A Day in the Life of Data Operations
April 20, 2017
I’ve been with Comlinkdata for almost three years now. I’m here in sort of a hybrid role, both a member of the data operations team as an analyst, and also as the manager of IT systems. Here, I’ll be focusing on the former. It was my first job out of college, a referral from a friend who already worked on the (much smaller) data team. I was looking for a place to put my computer and technology skills to use and I was happy to join a smaller company where I could have a larger impact. Before I joined, I hadn’t heard even heard of Comlinkdata, so let me get the ‘who we are’ out of the way. “Comlinkdata is the leading provider of telecom market data and insights.
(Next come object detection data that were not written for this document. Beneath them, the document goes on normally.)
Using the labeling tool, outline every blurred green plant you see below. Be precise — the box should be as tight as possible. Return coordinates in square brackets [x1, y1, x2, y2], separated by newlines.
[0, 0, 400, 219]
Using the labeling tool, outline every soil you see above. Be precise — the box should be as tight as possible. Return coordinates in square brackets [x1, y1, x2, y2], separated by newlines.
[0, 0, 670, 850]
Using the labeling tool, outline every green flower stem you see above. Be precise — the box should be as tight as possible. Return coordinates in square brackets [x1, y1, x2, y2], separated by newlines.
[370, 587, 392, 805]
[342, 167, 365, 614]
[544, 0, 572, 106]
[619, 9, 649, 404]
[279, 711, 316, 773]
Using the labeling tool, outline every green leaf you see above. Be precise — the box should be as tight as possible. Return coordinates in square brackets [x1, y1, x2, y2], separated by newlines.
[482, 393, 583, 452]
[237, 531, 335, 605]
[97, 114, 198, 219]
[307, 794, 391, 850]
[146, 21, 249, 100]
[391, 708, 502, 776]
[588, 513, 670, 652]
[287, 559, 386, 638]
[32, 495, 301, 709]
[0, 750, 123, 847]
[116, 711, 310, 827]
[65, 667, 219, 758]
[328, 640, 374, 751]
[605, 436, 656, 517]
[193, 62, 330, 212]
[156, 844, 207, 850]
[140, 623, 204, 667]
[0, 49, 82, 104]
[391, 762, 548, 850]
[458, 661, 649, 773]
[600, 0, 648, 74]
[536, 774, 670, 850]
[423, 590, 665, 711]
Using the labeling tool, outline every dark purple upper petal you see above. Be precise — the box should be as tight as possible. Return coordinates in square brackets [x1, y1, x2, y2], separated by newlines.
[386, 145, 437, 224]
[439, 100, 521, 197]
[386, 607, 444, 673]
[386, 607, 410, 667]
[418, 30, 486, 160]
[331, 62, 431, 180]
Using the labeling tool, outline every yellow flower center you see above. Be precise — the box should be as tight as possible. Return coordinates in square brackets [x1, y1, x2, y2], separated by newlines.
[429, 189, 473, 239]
We provide clients with unique, real-time, query ready data that is combined with our analysts’ telecom expertise. At Comlinkdata, we help you make data-driven business decisions with confidence. Our data and insights provide you with the tools you need to analyze and optimize your business strategy ranging from decisions based on network investments, to pricing to market positioning.”
Matt Caplan, Analyst, Data Operations and IT ManagerClick here to view our open positions
Now, you can imagine with a company description like that, data analysis is important around here. “What does data operations do?” is a question you’ve probably always asked yourself, perhaps even been kept awake at night by. Finally, you’ll get the answers you’ve been seeking. A five-person team, we do the data cleaning, analysis, and integration that makes Comlinkdata so great. To do all this, we have regular daily or weekly responsibilities, ad hoc checks and fixes, and work on new projects.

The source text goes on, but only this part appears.